Kolonel Alan Havey hanya mengangguk,"Baiklah kalian kembali ke tempat dan bersiap-siap untuk penyerbuan pertahanan musuh besok."

"Siap Pak!" Pria itu melangkah mundur sambil kembali ke perkemahan.

***

Malam ini aku tidak dapat tidur. Tenda tempatku yang sebelumnya diisi oleh enam orang sekarang hanya diisi olehku saja. Jika kupikir-pikir, orang-orang itu juga terdapat dalam regu yang dikirim pertama. Aku mungkin tidak menemukan mayat mereka secara layak di pertempuran dengan serigala tadi.

Namun, dalam pikiranku selalu terlintas, bagaimana jika suatu hari nanti akulah yang berada diposisi yang sama seperti mereka? Dimakan serigala atau monster , atau hal yang paling dekat terbunuh di medan perang. Aku sudah pernah merasakan sakit bagaimana mati sebelumnya. Hanya saja, ketakutanku untuk mati justru bertambah.

Aku hanya bisa menelan ludah. Ini sedikit pahit memang. Kenyataannya , aku terbuang di suatu tempat yang kelihatannya aku tidak dapat menghindar dari peperangan.

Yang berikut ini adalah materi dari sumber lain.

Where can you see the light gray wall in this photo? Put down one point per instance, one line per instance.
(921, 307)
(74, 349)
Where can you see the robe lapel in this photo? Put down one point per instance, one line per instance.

"Aku ingin hidup lebih lama."gumamku.

Aku kembali berkaca terakhir kali granat menghancurkan tubuhku saat belum genap dua puluh dua tahun. Jika kupikir, saat ini tubuh ini berusia sama. Setidaknya aku ingin hidup setengah masa lebih lama dari waktu aku mati sebelumnya.

Mengenang kembali ingatanku,tanpa kusadari tetesan air keluar dari pelupuk mataku.

Apakah aku bersedih?

Itulah pertanyaan pertama yang terlintas dalam kepalaku. Ini tidak mungkin. Kupikir ini adalah salah satu bagian dari emosi karena aku takut mati dan merindukan tempat asalku.

Ibu, Helena adik perempuanku dan Jacob adik lelakiku. Aku tidak memungkiri kalau aku memang merindukan mereka.

Aku berharap dapat memutar waktu dan menghentikan perang bodoh saat diktator akan memulai semua kegilaannya. Yang pasti aku tidak akan dikirim ke kamp militer di Koln dan tak berakhir di Stalingard.

Aku ingin kembali... Aku ingin menjadi petani melanjutkan ladang yang ditinggalkan ayahku, aku ingin memakan masakan dari bubur gandum dengan roti buatan ibu. Aku ingin melatih Jacob menjadi pengembala domba kami yang baik dan menyekolahkannya.

Yang terpenting aku ingin melihat Helena menikah dengan seorang pria yang mencintainya seperti mimpi ayahku.Yang mana aku akan menjadi petani yang sukses dan mendidik adik-adikku.